Hello Pytorchers
I had a similar problem and I dealt with it by defining the number of iterations and an epoch counter then using them to dedicate a sample’s index and the length of the data loader. Kindly mind the answer was not fully tested, so any recommendation, fixation, or feedback is really appreciated.
class CustomImageDataset(Dataset):
def __init__(self, epoch, annotations_file, img_dir, transform=None, target_transform=None):
self.img_labels = pd.read_csv(annotations_file)
self.img_dir = img_dir
self.transform = transform
self.target_transform = target_transform
self.epoch = epoch ## step 1
self.iter = 100 ## step 2
def __len__(self):
return self.iter ## step 3 (set loader length to desired number of iterations)
def __getitem__(self, idx):
## step 4 (find new idx)
new_idx = idx + (self.iter*self.epoch)
## step 5 (handle wrap around case)
if new_idx >= len(self.img_labels):
new_idx = new_idx % len(self.img_labels)
## step 6 (the rest of your code comes here. mind that here we use new_idx to locate a data point)
img_path = os.path.join(self.img_dir, self.img_labels.iloc[new_idx, 0])

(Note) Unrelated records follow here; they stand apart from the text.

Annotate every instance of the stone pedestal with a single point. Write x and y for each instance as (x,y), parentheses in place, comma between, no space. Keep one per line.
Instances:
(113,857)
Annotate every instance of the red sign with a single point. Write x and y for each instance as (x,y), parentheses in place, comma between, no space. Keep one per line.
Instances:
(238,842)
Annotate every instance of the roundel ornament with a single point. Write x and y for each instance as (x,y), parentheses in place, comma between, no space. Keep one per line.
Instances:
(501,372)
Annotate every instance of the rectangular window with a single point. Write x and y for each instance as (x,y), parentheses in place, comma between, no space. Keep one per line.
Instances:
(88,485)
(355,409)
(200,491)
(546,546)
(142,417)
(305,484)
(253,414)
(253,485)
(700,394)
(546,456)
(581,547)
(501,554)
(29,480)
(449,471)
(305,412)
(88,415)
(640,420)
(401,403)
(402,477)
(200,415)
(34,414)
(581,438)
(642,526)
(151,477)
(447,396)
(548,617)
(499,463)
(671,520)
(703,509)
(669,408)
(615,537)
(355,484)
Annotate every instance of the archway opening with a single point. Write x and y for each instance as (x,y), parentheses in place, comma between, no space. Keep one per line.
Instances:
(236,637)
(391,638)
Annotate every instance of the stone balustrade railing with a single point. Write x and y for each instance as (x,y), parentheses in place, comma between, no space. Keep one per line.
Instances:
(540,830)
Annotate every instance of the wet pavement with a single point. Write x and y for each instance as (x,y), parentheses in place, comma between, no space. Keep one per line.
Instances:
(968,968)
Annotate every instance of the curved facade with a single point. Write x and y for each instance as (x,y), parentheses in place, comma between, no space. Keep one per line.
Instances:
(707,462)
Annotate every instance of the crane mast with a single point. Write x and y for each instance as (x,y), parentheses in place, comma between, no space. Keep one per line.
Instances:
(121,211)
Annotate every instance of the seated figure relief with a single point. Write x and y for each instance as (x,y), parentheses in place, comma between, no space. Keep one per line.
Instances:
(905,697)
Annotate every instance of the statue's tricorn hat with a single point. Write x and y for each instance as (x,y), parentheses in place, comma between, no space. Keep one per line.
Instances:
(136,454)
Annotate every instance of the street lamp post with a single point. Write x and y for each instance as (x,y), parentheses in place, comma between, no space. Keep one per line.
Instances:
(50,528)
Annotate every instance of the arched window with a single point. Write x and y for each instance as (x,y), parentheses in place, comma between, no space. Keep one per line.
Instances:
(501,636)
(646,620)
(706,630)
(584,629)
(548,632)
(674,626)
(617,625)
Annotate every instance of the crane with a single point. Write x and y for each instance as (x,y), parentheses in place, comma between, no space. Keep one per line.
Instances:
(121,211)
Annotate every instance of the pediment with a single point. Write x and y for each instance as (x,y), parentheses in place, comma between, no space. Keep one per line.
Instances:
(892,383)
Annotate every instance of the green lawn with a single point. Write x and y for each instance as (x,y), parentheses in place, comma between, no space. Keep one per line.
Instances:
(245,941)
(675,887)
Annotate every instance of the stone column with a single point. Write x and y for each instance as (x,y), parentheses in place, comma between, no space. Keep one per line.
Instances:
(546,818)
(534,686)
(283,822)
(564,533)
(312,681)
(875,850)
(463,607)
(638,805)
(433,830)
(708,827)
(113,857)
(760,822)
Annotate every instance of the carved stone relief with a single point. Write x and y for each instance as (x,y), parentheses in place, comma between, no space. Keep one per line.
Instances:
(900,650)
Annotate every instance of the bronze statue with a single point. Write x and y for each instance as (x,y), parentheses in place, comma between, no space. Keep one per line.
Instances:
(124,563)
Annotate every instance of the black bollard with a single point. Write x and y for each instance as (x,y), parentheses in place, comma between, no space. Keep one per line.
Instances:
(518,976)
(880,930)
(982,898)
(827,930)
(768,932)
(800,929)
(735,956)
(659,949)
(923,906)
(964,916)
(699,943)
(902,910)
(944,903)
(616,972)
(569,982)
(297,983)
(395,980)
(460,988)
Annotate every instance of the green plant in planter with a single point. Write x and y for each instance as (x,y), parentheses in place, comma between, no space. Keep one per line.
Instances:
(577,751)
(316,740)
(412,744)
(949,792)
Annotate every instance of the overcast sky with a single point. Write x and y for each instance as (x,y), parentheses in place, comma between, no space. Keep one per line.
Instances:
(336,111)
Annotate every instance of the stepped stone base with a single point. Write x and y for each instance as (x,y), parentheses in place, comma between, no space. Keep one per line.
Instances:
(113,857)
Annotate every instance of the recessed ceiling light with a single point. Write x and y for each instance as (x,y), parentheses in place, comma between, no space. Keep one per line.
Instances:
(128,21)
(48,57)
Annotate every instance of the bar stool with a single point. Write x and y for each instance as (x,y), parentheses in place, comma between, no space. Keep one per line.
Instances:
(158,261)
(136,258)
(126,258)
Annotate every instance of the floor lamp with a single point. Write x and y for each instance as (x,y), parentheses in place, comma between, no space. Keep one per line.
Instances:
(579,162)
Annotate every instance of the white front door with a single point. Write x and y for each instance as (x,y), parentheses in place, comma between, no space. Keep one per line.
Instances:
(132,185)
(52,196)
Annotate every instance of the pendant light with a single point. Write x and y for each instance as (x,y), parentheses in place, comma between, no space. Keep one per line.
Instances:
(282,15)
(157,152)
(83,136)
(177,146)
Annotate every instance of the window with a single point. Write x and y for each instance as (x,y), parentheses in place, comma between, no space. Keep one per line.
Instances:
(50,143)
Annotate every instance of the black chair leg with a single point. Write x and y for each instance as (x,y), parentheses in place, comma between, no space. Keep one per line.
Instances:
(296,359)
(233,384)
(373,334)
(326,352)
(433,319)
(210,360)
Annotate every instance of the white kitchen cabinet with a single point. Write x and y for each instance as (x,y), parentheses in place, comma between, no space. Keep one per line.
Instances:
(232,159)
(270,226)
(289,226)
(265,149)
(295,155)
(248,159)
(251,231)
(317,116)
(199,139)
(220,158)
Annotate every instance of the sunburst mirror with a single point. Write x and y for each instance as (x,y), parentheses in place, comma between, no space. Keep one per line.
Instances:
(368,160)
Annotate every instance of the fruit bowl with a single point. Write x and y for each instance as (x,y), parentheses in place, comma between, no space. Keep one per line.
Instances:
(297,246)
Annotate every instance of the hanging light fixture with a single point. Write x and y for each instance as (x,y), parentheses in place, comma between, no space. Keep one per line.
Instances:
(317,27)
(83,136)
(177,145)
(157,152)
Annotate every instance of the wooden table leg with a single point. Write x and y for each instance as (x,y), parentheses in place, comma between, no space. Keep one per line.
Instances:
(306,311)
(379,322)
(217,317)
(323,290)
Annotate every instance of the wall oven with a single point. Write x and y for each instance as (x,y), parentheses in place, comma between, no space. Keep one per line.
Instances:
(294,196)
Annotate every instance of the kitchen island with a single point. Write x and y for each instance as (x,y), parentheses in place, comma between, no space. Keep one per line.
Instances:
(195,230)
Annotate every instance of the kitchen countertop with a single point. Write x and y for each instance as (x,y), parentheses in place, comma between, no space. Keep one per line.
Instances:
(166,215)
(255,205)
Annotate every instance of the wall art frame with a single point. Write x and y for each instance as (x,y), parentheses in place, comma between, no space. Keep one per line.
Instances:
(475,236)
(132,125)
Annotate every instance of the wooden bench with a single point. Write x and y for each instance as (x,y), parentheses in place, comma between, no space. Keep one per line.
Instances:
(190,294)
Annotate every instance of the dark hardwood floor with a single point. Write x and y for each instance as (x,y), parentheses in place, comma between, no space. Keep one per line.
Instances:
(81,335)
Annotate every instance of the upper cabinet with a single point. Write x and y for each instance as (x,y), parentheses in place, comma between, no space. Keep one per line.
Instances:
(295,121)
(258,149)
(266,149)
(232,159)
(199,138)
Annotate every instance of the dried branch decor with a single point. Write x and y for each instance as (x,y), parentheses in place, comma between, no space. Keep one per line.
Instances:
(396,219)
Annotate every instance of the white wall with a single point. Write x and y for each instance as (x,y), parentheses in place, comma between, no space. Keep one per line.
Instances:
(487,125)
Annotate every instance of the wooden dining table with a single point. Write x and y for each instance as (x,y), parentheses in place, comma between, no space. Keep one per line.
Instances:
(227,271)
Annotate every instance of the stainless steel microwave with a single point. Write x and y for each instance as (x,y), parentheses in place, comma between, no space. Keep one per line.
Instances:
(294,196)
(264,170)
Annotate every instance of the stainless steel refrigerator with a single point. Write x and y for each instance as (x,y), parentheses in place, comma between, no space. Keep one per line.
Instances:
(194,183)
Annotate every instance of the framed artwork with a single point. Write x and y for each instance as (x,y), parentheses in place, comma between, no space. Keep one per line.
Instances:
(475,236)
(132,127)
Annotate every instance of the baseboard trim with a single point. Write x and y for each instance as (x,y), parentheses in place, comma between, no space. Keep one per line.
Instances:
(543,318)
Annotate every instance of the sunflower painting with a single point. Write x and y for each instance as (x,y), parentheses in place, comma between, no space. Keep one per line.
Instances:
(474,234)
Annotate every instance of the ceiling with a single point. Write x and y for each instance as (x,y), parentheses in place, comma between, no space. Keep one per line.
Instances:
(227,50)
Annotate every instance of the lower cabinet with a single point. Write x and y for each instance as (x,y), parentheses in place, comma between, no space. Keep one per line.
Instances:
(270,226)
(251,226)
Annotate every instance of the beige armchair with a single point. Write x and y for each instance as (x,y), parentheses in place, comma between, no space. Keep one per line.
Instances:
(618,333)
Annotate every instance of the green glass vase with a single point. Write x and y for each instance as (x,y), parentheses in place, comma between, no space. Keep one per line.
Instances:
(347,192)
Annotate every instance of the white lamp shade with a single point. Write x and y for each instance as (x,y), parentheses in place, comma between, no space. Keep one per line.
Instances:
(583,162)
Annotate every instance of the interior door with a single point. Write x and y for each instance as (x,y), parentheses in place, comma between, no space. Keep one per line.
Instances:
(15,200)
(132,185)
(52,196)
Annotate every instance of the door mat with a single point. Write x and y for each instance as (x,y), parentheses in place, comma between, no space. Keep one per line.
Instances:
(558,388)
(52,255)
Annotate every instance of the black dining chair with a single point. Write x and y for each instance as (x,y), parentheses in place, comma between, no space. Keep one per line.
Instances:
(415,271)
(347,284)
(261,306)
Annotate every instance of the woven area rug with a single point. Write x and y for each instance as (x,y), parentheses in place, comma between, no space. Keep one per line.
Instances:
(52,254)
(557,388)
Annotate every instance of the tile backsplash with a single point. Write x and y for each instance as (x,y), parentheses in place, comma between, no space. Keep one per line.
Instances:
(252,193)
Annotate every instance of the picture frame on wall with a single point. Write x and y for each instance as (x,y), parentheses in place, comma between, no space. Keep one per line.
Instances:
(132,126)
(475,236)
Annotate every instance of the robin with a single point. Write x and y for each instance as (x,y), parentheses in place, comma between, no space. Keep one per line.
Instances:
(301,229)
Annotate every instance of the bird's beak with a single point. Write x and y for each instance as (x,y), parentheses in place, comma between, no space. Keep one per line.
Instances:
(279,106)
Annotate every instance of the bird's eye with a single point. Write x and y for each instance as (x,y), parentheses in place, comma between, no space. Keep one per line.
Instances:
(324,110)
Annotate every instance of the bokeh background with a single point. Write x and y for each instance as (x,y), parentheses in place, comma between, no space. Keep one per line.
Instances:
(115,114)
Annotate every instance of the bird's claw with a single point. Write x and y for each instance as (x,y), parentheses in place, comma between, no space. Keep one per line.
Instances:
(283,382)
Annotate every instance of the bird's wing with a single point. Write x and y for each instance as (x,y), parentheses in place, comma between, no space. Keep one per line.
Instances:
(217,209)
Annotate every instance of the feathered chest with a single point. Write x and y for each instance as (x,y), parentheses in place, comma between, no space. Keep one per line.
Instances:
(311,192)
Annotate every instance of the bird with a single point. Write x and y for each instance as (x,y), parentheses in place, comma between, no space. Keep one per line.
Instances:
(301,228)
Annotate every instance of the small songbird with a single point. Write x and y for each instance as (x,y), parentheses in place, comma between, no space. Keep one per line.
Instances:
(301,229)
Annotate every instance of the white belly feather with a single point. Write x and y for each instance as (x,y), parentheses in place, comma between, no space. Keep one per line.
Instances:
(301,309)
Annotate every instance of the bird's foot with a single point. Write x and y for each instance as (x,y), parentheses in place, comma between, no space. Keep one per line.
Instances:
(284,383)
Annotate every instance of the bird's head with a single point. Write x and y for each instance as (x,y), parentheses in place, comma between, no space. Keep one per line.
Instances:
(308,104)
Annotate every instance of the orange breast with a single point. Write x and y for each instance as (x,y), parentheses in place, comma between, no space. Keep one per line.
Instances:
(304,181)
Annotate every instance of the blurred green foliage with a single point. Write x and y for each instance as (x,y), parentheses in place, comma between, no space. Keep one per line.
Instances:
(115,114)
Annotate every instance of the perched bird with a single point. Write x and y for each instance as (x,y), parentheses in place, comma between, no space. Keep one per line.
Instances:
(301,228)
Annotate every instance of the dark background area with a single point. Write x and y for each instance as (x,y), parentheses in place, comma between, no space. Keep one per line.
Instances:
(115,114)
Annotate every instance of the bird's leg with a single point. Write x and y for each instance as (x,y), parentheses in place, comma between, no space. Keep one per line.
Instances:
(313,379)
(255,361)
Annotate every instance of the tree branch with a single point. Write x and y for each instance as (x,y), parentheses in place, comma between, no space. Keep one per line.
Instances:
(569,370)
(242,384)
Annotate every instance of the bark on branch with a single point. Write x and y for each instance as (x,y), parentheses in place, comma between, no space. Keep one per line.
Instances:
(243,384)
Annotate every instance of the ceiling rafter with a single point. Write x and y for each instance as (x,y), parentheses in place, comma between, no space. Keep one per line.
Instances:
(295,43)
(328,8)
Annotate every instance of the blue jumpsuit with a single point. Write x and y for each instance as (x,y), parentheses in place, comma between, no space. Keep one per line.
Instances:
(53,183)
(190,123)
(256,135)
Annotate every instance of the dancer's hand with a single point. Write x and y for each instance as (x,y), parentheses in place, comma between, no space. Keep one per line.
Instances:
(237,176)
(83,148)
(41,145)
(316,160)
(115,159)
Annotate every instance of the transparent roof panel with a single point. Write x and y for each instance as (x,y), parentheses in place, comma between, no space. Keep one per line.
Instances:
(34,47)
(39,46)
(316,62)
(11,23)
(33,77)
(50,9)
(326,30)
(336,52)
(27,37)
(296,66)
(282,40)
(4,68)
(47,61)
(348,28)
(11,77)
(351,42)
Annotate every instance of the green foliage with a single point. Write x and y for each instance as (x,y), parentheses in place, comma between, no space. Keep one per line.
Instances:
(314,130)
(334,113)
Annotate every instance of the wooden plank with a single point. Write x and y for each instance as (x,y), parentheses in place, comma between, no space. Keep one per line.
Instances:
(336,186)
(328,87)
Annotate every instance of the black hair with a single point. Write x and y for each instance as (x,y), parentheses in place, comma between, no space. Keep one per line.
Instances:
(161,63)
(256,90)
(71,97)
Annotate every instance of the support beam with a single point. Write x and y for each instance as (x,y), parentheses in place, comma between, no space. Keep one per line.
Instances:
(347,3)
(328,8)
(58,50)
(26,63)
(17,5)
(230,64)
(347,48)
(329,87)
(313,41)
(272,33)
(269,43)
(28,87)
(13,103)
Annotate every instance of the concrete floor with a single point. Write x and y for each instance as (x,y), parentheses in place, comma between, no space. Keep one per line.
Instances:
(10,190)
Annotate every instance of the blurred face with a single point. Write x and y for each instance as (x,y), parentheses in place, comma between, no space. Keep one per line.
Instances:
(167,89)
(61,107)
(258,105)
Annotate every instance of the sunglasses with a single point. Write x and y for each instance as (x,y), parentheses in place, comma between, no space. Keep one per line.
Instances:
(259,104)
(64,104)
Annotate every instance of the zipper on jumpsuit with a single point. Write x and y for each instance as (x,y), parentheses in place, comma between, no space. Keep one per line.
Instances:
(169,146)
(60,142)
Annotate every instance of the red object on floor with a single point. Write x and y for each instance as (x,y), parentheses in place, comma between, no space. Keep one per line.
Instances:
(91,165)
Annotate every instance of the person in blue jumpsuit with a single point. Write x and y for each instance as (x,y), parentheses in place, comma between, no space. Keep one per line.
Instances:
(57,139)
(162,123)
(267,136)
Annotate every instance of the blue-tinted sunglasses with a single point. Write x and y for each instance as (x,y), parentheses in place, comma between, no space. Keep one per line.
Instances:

image = read_image(img_path)
label = self.img_labels.iloc[new_idx, 1]
return image, label
Obviously, this means that the dataset and dataloader must be defined within the training loop such that the parameter epoch is updated at the start of a new training epoch. e.g.,:
for epoch in range(0, epochs + 1):
dataset = CustomImageDataset(epoch=epoch, annotations_file, img_dir, transform, target_transform)
train_loader = DataLoader(dataset, batch_size=10)
train(train_loader, net, loss)
print('finsihed epoch {}'.format(epoch))
Hoping to be of help!